Unfortunately, the quantity of data produced and available -- now in the Zettabyte range (that's 21 zeros) per year -- keeps growing faster than our ability to process it. Hence, new architectures and approaches for processing it were and are still needed. Harnessing them must involve a deep understanding of data not only in the large, but also in the small.
The field of databases evolves at a fast pace. In order to be prepared, to the extent possible, to the (r)evolutions that will take place in the next few decades, the emphasis of the lecture will be on the paradigms and core design ideas, while today's technologies will serve as supporting illustrations thereof.
After visiting this lecture, you should have gained an overview and understanding of the Big Data landscape, which is the basis on which one can make informed decisions, i.e., pick and orchestrate the relevant technologies together for addressing each business use case efficiently and consistently.
|Content||This course gives an overview of database technologies and of the most important database design principles that lay the foundations of the Big Data universe. |
It targets specifically students with a scientific or Engineering, but not Computer Science, background.
We take the monolithic, one-machine relational stack from the 1970s, smash it down and rebuild it on top of large clusters: starting with distributed storage, and all the way up to syntax, models, validation, processing, indexing, and querying. A broad range of aspects is covered with a focus on how they fit all together in the big picture of the Big Data ecosystem.
No data is harmed during this course, however, please be psychologically prepared that our data may not always be in normal form.
- physical storage: distributed file systems (HDFS), object storage(S3), key-value stores
- logical storage: document stores (MongoDB), column stores (HBase)
- data formats and syntaxes (XML, JSON, RDF, CSV, YAML, protocol buffers, Avro)
- data shapes and models (tables, trees)
- type systems and schemas: atomic types, structured types (arrays, maps), set-based type systems (?, *, +)
- an overview of functional, declarative programming languages across data shapes (SQL, JSONiq)
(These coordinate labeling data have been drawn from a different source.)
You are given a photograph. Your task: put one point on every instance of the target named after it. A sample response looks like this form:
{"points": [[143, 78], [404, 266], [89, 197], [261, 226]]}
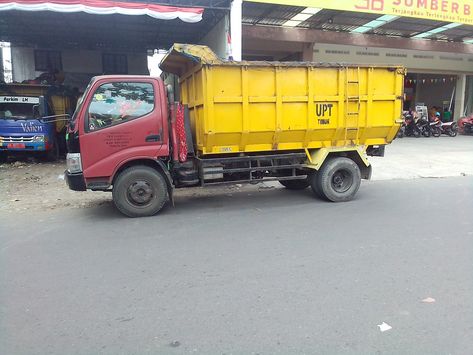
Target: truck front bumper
{"points": [[23, 146], [75, 181]]}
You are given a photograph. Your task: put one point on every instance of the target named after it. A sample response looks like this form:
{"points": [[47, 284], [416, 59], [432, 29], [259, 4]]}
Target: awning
{"points": [[101, 7]]}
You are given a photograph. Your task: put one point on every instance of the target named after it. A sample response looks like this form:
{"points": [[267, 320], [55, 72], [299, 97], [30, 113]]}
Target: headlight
{"points": [[74, 164]]}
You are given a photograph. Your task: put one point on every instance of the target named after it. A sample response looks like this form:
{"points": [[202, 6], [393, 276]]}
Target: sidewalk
{"points": [[410, 158], [39, 185]]}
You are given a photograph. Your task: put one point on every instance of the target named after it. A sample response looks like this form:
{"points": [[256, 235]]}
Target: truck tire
{"points": [[315, 185], [297, 184], [139, 191], [338, 180]]}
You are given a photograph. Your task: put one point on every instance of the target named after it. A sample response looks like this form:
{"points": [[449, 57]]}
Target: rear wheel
{"points": [[453, 130], [298, 184], [140, 191], [337, 180]]}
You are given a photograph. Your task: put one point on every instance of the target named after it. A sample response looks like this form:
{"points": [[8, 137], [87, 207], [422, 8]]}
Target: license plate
{"points": [[16, 145]]}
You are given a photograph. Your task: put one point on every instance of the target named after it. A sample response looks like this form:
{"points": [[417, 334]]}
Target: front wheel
{"points": [[337, 180], [3, 157], [297, 184], [140, 191], [53, 153]]}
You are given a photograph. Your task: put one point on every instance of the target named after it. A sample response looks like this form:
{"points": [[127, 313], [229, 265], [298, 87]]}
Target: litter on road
{"points": [[428, 300], [384, 327]]}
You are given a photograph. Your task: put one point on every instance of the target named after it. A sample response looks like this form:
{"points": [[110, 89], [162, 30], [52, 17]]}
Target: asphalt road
{"points": [[274, 272]]}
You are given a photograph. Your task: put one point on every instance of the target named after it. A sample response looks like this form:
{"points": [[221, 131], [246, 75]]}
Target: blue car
{"points": [[25, 127]]}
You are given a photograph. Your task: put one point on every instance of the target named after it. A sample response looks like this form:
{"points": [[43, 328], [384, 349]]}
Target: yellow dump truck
{"points": [[302, 124]]}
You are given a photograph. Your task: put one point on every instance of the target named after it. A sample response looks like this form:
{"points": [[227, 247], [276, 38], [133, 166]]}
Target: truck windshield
{"points": [[79, 104], [18, 111]]}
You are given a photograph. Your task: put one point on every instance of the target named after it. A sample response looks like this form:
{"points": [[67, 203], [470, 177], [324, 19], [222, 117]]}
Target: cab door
{"points": [[123, 120]]}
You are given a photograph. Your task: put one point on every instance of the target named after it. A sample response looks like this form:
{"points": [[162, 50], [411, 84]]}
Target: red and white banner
{"points": [[103, 7]]}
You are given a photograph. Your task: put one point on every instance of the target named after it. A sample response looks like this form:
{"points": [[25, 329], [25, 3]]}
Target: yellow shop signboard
{"points": [[460, 11]]}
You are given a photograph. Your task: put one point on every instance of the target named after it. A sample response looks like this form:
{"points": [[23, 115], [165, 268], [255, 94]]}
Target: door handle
{"points": [[153, 138]]}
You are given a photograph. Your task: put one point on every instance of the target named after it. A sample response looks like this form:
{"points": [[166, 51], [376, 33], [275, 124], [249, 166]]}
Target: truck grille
{"points": [[6, 139]]}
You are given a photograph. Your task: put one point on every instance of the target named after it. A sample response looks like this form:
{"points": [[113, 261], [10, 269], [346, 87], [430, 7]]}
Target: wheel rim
{"points": [[342, 180], [140, 193]]}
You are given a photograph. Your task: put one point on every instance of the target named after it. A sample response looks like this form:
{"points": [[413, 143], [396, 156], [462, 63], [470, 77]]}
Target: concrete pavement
{"points": [[409, 158], [273, 272]]}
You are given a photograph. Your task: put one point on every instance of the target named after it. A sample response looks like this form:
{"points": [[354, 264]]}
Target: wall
{"points": [[433, 94], [78, 65], [216, 39], [415, 61]]}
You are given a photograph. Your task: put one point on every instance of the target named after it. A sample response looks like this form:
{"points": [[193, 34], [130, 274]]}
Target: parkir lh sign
{"points": [[460, 11]]}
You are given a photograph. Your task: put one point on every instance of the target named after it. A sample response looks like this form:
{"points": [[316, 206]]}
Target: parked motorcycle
{"points": [[410, 128], [428, 128], [465, 125], [449, 128]]}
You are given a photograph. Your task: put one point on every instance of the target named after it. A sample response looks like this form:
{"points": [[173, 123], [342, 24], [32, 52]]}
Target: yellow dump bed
{"points": [[61, 103], [266, 106]]}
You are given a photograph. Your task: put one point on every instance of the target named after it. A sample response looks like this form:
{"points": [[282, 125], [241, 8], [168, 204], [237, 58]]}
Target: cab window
{"points": [[118, 102]]}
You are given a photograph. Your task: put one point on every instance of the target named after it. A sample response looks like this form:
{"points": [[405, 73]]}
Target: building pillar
{"points": [[235, 28], [308, 52], [469, 95], [459, 96]]}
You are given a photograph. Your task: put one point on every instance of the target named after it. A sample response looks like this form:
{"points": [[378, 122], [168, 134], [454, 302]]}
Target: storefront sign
{"points": [[19, 100], [460, 11]]}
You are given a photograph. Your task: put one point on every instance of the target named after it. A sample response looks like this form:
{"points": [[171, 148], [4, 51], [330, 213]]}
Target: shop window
{"points": [[118, 102], [114, 63], [49, 61]]}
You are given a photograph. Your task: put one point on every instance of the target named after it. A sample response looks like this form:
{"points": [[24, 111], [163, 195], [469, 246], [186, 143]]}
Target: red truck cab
{"points": [[120, 119]]}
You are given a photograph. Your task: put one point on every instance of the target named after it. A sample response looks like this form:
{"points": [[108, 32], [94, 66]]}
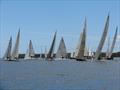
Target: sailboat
{"points": [[79, 56], [62, 51], [7, 55], [51, 51], [30, 51], [102, 41], [113, 45], [108, 48], [15, 53]]}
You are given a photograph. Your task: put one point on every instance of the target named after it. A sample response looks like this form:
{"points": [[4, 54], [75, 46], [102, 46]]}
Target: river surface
{"points": [[60, 75]]}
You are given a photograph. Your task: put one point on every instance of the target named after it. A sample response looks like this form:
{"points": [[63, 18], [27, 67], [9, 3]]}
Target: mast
{"points": [[51, 51], [7, 54], [81, 49], [61, 52], [15, 52], [102, 41], [113, 43]]}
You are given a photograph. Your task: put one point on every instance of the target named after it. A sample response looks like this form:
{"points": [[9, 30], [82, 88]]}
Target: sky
{"points": [[39, 19]]}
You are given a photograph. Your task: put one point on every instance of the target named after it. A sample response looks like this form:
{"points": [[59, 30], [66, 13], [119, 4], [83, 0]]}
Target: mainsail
{"points": [[7, 54], [108, 48], [98, 51], [61, 52], [51, 51], [81, 48], [113, 44], [30, 51], [15, 53]]}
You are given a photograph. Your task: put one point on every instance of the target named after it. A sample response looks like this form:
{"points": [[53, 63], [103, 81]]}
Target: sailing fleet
{"points": [[81, 53]]}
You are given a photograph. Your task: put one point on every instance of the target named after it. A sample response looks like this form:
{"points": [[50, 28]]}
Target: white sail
{"points": [[81, 48], [51, 51], [61, 52], [15, 52], [7, 54], [113, 43], [102, 41], [30, 51]]}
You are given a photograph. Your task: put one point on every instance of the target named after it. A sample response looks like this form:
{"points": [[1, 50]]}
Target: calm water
{"points": [[59, 75]]}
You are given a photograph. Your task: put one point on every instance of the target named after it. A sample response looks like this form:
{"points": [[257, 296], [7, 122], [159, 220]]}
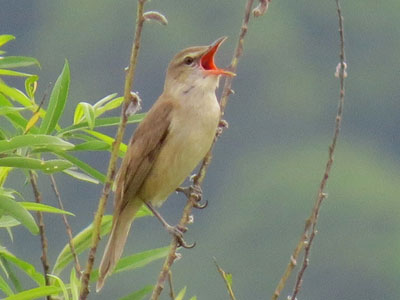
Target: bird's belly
{"points": [[181, 153]]}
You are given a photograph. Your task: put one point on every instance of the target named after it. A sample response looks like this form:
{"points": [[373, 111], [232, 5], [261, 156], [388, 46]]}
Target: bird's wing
{"points": [[142, 151]]}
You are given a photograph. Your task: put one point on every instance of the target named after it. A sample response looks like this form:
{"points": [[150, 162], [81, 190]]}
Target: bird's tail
{"points": [[116, 242]]}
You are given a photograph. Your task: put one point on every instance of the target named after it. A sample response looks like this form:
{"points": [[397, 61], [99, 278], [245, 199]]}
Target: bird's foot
{"points": [[195, 193], [223, 124], [177, 231]]}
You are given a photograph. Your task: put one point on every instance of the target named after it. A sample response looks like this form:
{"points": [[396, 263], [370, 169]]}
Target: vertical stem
{"points": [[130, 75], [42, 230]]}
- the most important query paradigms (selection, projection, joining, grouping, ordering, windowing)
- paradigms for parallel processing, two-stage (MapReduce) and DAG-based (Spark)
- resource management (YARN)
- what a data center is made of and why it matters (racks, nodes, ...)
- underlying architectures (internal machinery of HDFS, HBase, Spark)
- optimization techniques (functional and declarative paradigms, query plans, rewrites, indexing)
Large scale analytics and machine learning are outside of the scope of this course.
|Literature||Papers from scientific conferences and journals. References will be given as part of the course material during the semester.|
|Prerequisites / Notice||This course is not intended for Computer Science and Data Science students. Computer Science and Data Science students interested in Big Data MUST attend the Master's level Big Data lecture, offered in Fall.|
Requirements: programming knowledge (Java, C++, Python, PHP, ...) as well as basic knowledge on databases (SQL). If you have already built your own website with a backend SQL database, this is perfect.
Attendance is especially recommended to those who attended Information Systems for Engineers last Fall, which introduced the "good old databases of the 1970s" (SQL, tables and cubes). However, this is not a strict requirement, and it is also possible to take the lectures in reverse order.